Weniger anfällige Bindegewebszellen im weiblichen Herz

In der Fachliteratur finden sich Hinweise, dass Bindegewebszellen aus dem Herz von Frauen weniger anfällig dafür sind, sich krankhaft zu vermehren. Ein solches krankhaftes Wachstum von Bindegewebszellen tritt bei vielen Herzerkrankungen auf, etwa bei der hypertrophen Kardiomyopathie, einer Verdickung in der Wand der linken Herzkammer. Dies kann genetische Ursachen haben, zum Beispiel unterschiedliche Mutationen im Myosin-Gen. Dieses Gen trägt die Information für das Protein Myosin, das zusammen mit anderen Proteinen im Herzmuskel dafür sorgt, dass er sich zusammenziehen kann. „Untersuchungen zeigen aber, dass weibliche Patienten mit Kardiomyopathie zu einer stärkeren Narbenbildung als Männer neigen und auch anfälliger für Rhythmusstörungen sind“, erläutert Crocini.

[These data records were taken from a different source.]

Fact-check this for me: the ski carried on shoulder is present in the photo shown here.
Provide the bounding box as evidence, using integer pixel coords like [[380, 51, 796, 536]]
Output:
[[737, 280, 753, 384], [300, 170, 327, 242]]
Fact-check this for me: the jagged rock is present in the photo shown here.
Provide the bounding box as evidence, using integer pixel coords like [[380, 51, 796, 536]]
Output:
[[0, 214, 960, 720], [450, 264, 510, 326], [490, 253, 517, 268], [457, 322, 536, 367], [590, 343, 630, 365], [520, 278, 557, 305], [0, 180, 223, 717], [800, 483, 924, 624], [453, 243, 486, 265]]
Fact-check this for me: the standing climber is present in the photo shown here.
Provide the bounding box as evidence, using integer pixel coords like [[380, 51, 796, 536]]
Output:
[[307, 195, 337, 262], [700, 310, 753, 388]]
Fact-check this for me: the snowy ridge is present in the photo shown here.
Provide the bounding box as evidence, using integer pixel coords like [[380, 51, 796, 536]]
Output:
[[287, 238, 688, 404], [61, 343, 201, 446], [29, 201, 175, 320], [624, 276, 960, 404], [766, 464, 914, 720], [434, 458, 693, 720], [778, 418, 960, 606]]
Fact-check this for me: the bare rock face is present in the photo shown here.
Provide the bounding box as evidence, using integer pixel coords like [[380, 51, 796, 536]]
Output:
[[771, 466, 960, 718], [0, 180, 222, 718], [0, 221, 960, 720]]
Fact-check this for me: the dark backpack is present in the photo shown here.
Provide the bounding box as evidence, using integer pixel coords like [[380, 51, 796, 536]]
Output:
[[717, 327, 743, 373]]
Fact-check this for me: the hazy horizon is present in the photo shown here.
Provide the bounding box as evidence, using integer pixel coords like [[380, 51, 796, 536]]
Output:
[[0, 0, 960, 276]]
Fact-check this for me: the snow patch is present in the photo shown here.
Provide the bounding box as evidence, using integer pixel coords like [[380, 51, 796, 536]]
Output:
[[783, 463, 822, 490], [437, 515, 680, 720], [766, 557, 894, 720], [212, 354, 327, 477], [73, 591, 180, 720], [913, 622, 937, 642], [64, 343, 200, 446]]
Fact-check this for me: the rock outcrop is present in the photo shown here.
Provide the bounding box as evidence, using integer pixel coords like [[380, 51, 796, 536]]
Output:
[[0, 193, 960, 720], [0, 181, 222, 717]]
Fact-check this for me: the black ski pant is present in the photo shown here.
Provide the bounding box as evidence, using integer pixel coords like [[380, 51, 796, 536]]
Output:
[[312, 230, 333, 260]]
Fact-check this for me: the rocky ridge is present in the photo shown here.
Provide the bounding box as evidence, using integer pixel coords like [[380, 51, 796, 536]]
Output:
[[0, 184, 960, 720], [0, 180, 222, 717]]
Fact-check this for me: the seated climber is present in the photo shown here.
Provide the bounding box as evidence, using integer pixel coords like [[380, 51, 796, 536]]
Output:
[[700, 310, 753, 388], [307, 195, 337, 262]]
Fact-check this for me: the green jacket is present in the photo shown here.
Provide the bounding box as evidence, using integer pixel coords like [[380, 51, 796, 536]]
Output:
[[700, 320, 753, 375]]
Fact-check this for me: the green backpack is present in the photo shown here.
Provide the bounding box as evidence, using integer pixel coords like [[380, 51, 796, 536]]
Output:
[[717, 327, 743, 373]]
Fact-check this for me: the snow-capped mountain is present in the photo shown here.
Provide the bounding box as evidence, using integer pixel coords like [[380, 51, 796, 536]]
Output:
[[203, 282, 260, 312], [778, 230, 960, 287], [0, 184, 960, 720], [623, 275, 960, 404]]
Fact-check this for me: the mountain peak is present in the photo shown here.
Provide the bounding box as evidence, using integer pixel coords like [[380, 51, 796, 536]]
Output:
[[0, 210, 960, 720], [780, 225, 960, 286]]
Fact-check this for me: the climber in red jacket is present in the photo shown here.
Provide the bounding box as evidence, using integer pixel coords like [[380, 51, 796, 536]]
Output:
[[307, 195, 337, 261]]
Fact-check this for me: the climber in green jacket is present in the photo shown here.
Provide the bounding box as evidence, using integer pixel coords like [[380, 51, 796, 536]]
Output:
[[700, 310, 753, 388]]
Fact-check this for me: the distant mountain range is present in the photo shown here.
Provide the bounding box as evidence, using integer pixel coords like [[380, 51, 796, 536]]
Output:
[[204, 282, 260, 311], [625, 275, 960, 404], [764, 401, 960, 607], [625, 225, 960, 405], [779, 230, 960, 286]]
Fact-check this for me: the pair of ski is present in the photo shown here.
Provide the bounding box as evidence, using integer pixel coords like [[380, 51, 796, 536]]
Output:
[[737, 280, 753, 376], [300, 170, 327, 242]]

Computermodelle helfen bei der Entwicklung von Therapieoptionen

Bei ihren Forschungen arbeitet Crocini mit Professorin Eleonora Grandi an der University of California in Davis zusammen, die Computermodelle menschlicher Herzzellen entwickelt. „Diese Modelle werden mit Daten aus unseren Experimenten gefüttert. Sie versetzen uns in die Lage, Krankheitsmechanismen und potenzielle Ziele für eine Behandlung aufzuzeigen“, so Crocini. Mögliche Therapien könnten dank der Computermodelle direkt an menschlichen Zellen getestet werden und Herzzellen von bestimmten Patienten erzeugt werden, um individuell zugeschnittene Therapien zu entwickeln.

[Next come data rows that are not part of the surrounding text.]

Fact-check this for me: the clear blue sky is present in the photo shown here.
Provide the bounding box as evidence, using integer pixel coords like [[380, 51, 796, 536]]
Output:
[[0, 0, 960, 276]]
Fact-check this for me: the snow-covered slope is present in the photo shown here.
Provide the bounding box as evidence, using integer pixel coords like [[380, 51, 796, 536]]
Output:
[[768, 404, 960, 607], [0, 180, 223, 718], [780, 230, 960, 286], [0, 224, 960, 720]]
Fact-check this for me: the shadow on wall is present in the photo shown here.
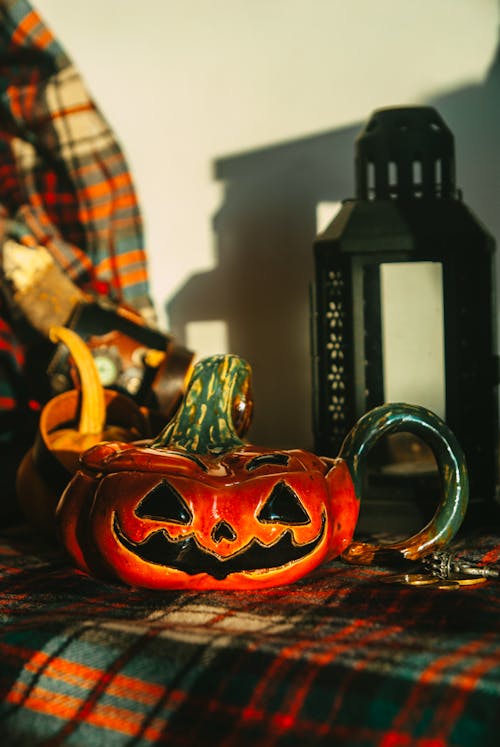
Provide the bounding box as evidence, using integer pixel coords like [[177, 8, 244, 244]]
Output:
[[167, 43, 500, 448]]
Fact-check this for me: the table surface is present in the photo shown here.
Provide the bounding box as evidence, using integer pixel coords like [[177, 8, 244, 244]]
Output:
[[0, 524, 500, 747]]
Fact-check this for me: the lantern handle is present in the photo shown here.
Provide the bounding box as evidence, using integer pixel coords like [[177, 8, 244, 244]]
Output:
[[339, 403, 469, 565]]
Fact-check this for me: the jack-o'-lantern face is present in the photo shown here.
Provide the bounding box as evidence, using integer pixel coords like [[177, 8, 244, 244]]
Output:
[[61, 444, 357, 589]]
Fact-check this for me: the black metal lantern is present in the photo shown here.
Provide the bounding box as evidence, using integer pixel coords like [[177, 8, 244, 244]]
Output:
[[312, 107, 498, 511]]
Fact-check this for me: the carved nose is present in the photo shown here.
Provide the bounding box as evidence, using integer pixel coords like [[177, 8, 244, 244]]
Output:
[[212, 521, 236, 544]]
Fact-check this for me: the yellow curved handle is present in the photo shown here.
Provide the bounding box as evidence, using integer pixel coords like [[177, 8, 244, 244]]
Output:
[[49, 326, 106, 434]]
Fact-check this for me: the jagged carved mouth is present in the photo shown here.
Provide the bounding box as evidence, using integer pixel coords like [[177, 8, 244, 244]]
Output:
[[114, 514, 326, 580]]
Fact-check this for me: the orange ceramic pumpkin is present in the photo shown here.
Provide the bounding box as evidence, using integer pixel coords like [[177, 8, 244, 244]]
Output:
[[57, 356, 467, 589]]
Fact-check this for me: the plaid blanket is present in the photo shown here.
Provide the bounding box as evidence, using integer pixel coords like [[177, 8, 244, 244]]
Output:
[[0, 0, 152, 420], [0, 525, 500, 747]]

Und das gilt nicht nur für Herzpatientinnen – denn „durch die getrennte Untersuchung beider Geschlechter und deren Vergleich können wir neue Erkenntnisse auch in der männlichen kardiovaskulären Biologie gewinnen“, sagt Crocini. Auch Frauen in den Wechseljahren und Menschen, die sich wegen einer Geschlechtsumwandlung einer Hormonersatztherapie unterziehen, könnten von diesem Ansatz profitieren – ebenso wie die Wissenschaft selbst. Eine frühzeitige Berücksichtigung des Geschlechts, hofft Crocini, werde dazu beitragen, dass „künftig nicht jahrelang in Forschung investiert wird und am Ende die Hälfte der Bevölkerung nicht wie erwartet auf die dabei erzielten Erkenntnisse reagieren würde“.

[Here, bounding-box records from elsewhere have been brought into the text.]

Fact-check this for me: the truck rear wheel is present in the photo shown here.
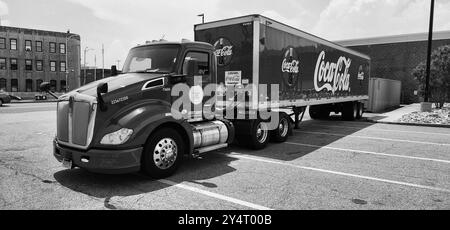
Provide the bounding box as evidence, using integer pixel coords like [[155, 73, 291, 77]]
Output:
[[342, 101, 359, 121], [247, 119, 269, 150], [142, 128, 185, 179], [271, 113, 292, 143]]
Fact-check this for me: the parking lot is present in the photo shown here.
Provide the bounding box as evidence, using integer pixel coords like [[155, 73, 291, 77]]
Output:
[[0, 103, 450, 210]]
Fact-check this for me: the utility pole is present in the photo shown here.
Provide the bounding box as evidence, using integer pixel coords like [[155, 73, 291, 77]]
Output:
[[197, 14, 205, 24], [102, 44, 105, 79], [425, 0, 434, 102], [94, 55, 97, 81]]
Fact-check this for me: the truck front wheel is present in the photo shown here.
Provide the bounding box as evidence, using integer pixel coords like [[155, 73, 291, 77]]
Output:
[[142, 128, 185, 179]]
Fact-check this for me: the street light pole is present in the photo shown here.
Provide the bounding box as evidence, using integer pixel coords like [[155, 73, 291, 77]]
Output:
[[65, 32, 77, 92], [83, 46, 94, 85], [425, 0, 434, 103]]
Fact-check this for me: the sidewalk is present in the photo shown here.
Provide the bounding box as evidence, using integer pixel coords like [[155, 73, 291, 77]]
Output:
[[364, 103, 450, 128]]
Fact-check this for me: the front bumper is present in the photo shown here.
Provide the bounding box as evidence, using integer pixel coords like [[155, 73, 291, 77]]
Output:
[[53, 140, 143, 174]]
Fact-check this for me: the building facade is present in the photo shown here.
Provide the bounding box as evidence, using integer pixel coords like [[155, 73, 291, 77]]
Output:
[[0, 26, 81, 96], [336, 31, 450, 104]]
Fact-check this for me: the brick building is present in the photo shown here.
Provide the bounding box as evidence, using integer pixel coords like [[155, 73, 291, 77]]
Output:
[[0, 26, 81, 97], [337, 31, 450, 104]]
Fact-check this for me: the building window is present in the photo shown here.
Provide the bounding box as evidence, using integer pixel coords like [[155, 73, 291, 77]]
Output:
[[50, 61, 56, 72], [11, 79, 19, 92], [36, 41, 42, 52], [0, 58, 6, 70], [59, 43, 66, 54], [10, 58, 17, 70], [49, 42, 56, 53], [25, 60, 33, 71], [36, 79, 44, 92], [50, 80, 56, 92], [0, 38, 6, 49], [25, 79, 33, 92], [61, 80, 66, 93], [10, 38, 17, 50], [0, 78, 6, 91], [25, 40, 32, 51], [36, 60, 43, 71], [59, 61, 66, 72]]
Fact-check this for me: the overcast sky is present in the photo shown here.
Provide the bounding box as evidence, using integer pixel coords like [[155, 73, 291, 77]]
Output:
[[0, 0, 450, 68]]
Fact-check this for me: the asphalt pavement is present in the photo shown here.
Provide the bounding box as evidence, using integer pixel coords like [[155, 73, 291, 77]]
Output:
[[0, 103, 450, 210]]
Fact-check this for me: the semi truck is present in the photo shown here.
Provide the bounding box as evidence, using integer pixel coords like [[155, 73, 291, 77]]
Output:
[[41, 15, 370, 178]]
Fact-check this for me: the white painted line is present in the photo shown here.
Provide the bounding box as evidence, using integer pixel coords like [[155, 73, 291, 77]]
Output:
[[158, 179, 273, 210], [294, 130, 450, 146], [230, 153, 450, 193], [305, 124, 450, 136], [284, 142, 450, 164]]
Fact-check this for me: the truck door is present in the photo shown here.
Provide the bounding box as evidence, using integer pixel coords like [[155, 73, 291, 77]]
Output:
[[173, 50, 213, 120]]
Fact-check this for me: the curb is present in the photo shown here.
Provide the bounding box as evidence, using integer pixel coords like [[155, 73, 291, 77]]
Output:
[[10, 100, 58, 104], [367, 120, 450, 128]]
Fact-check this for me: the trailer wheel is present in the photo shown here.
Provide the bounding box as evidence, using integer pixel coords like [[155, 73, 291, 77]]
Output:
[[248, 119, 269, 150], [342, 102, 359, 121], [142, 128, 185, 179], [309, 105, 330, 120], [271, 113, 292, 143], [356, 102, 364, 120]]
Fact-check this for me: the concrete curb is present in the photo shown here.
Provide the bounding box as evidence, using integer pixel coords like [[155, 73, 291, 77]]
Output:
[[367, 120, 450, 128], [10, 100, 57, 104]]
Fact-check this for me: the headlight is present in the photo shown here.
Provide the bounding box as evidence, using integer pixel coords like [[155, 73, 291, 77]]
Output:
[[100, 128, 133, 145]]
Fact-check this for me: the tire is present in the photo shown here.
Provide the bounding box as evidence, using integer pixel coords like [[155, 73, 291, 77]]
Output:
[[342, 102, 359, 121], [246, 119, 270, 150], [271, 113, 292, 143], [142, 128, 185, 179], [356, 102, 364, 120], [309, 105, 330, 120]]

Dr. rer. nat. Claudia Crocini leitet eine Nachwuchsgruppe am Max Rubner Center (MRC) für kardiovaskuläre-metabolische-renale Forschung an der Charité – Universitätsmedizin Berlin. Das Deutsche Zentrum für Herz-Kreislauf-Erkrankungen (DZHK) unterstützt ihre Nachwuchsgruppe für sechs Jahre mit insgesamt 1,65 Millionen Euro. Im DZHK bündeln 28 universitäre und außeruniversitäre Forschungseinrichtungen an sieben Standorten in ganz Deutschland ihre Kräfte, indem sie eine gemeinsame Forschungsstrategie verfolgen. Das vom Bundesministerium für Bildung und Forschung (BMBF) und den Sitzländern geförderte DZHK bietet ihnen den Rahmen, um Forschungsideen gemeinsam und schnell umsetzen zu können.